The Linux Security Cookbook includes real solutions to a wide range of targeted problems, such as sending encrypted email within Emacs, restricting access to network services at particular times of day, firewalling a webserver, preventing IP spoofing, setting up key-based SSH authentication, and much more. With over 150 ready-to-use scripts and configuration files, this unique book helps administrators secure their systems without having to look up specific syntax. The book begins with recipes devised to establish a secure system, then moves on to secure day-to-day practices, and concludes with techniques to help your system stay secure.
Some of the “recipes” you’ll find in this book are:
- Controlling access to your system from firewalls down to individual services, using iptables, ipchains, xinetd, inetd, and more
- Monitoring your network with tcpdump, dsniff, netstat, and other tools
- Protecting network connections with Secure Shell (SSH) and stunnel
- Safeguarding email sessions with Secure Sockets Layer (SSL)
- Encrypting files and email messages with GnuPG
- Probing your own security with password crackers, nmap, and handy scripts
“I really enjoyed this book. I think my machine is more secure than before I read this book. The advice is good and pitched at, for me, the right level. References were up-to-date ad far as I could see. I would certainly recommend this book to anyone wanting to secure, or test the esisting security, of a Linux system.” – Mick Farmer, Linux Security Cookbook – news@UK, September 2003
About the Author
Dan Barrett has been immersed in Internet technology since 1985. Currently working as a software engineer, Dan has also been a heavy metal singer, Unix system administrator, university lecturer, web designer, and humorist.
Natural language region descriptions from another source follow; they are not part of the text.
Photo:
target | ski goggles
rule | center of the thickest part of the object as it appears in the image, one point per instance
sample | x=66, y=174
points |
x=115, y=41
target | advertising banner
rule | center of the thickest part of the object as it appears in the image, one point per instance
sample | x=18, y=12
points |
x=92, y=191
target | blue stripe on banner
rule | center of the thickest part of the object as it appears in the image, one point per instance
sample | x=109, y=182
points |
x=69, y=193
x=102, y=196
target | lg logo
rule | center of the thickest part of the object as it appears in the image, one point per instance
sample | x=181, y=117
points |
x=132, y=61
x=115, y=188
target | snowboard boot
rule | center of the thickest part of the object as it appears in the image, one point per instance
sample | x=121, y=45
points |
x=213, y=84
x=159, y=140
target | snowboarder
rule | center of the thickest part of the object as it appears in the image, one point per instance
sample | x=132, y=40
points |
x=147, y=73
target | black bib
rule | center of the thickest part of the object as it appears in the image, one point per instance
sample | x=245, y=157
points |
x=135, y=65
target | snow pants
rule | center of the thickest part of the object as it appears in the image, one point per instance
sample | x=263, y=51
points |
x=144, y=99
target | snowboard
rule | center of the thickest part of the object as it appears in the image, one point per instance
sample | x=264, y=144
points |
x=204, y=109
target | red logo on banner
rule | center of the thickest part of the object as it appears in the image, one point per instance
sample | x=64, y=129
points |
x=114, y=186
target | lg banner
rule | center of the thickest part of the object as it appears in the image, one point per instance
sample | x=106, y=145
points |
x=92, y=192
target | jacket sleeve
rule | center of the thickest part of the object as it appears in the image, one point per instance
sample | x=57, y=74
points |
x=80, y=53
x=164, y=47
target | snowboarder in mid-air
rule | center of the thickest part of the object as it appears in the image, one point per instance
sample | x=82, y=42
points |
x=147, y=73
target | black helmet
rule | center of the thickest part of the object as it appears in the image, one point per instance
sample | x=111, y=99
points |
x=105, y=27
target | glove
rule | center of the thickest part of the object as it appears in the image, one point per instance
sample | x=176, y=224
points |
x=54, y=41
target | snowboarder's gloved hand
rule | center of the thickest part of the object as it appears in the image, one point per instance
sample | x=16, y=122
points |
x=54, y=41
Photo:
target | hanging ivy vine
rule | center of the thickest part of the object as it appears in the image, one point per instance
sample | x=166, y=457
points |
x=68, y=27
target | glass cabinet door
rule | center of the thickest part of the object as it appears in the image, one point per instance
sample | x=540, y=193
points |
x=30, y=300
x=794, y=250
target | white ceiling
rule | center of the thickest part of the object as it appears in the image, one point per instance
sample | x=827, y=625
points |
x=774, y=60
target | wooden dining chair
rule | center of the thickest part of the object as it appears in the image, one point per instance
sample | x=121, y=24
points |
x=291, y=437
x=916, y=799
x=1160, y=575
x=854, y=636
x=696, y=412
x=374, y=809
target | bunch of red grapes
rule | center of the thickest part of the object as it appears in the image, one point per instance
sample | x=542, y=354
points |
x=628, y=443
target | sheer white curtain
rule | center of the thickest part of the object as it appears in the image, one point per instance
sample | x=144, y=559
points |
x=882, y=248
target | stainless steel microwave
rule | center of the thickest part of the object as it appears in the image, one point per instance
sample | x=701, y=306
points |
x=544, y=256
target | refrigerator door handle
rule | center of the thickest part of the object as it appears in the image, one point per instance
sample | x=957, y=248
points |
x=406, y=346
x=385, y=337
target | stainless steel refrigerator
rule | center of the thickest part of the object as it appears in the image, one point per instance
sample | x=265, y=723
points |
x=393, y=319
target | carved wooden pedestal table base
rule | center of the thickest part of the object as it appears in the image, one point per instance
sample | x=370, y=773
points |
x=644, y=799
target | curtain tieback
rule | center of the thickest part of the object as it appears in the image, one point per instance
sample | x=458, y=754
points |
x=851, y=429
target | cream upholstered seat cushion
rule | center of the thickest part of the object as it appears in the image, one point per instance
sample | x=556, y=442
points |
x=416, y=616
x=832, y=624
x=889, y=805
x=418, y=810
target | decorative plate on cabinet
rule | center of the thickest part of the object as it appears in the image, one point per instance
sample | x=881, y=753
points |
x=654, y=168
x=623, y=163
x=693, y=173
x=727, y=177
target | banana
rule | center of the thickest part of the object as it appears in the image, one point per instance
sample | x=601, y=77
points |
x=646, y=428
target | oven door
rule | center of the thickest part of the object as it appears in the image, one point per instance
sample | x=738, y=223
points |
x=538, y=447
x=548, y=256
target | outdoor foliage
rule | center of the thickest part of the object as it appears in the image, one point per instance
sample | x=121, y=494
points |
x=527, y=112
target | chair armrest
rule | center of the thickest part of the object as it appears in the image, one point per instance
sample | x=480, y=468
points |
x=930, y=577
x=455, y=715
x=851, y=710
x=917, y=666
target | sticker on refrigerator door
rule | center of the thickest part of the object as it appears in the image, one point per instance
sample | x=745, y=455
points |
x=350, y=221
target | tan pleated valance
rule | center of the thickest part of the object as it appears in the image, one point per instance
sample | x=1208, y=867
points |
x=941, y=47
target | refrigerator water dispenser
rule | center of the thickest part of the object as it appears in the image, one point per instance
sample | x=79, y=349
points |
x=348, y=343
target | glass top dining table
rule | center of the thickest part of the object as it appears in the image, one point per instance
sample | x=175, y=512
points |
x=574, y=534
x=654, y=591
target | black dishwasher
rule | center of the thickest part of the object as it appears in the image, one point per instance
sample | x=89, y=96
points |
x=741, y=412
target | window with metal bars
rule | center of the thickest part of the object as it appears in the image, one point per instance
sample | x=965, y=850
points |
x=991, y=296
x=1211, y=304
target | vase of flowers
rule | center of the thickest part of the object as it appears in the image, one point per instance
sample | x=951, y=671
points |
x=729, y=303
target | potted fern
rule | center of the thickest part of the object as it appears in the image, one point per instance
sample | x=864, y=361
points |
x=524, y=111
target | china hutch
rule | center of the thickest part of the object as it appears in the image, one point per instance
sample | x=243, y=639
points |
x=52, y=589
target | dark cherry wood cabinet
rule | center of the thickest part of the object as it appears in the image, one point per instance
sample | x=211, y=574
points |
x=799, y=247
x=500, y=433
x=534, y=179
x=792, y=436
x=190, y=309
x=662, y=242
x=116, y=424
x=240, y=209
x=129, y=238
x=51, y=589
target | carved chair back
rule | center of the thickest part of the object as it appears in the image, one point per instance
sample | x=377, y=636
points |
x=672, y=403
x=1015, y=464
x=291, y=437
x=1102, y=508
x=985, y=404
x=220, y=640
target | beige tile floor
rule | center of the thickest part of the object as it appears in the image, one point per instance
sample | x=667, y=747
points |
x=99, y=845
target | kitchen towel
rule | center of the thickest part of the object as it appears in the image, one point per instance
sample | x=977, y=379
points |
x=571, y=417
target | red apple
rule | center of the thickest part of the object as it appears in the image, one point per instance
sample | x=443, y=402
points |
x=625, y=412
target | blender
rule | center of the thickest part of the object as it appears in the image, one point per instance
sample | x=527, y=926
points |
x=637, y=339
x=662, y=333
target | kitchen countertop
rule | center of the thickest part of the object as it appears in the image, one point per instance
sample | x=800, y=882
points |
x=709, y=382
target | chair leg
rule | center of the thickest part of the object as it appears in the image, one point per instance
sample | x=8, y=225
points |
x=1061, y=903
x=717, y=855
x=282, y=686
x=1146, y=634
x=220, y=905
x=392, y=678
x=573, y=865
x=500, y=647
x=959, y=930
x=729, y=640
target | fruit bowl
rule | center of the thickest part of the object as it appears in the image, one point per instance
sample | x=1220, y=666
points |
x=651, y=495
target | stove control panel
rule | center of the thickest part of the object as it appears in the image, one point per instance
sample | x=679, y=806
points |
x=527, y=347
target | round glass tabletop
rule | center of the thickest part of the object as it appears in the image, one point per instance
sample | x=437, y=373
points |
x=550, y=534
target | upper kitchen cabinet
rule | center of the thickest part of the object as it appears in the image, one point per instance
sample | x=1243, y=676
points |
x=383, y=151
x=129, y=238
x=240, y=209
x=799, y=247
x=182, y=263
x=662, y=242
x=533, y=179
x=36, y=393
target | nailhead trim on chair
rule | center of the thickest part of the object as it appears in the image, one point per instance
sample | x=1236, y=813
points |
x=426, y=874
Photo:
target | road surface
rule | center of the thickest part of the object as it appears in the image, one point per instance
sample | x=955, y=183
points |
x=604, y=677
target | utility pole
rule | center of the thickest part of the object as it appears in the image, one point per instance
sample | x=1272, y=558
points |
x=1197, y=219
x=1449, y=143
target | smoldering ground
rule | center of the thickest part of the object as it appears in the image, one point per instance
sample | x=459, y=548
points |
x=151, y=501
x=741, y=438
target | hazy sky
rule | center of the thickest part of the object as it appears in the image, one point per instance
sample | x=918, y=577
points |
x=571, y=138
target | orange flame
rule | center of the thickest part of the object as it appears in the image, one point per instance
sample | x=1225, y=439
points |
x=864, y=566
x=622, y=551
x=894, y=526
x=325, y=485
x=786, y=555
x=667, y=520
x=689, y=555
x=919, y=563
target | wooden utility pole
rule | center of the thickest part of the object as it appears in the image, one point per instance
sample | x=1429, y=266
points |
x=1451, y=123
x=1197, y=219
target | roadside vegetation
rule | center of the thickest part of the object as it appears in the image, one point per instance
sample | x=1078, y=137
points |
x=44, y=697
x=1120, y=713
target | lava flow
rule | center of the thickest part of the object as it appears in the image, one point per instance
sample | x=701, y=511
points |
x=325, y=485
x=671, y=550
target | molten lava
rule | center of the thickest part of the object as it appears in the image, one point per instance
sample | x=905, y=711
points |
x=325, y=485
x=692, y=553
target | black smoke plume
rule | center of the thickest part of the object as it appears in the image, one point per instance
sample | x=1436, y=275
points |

He has written several O’Reilly books, as well as monthly columns for Compute! and Keyboard Magazine. Dan and his family reside in Boston.
Richard E. Silverman has a B.A. in computer science and an M.A. in pure mathematics. Richard has worked in the fields of networking, formal methods in software development, public-key infrastructure, routing security, and Unix systems administration. He is the co-author of SSH, The Secure Shell: The Definitive Guide.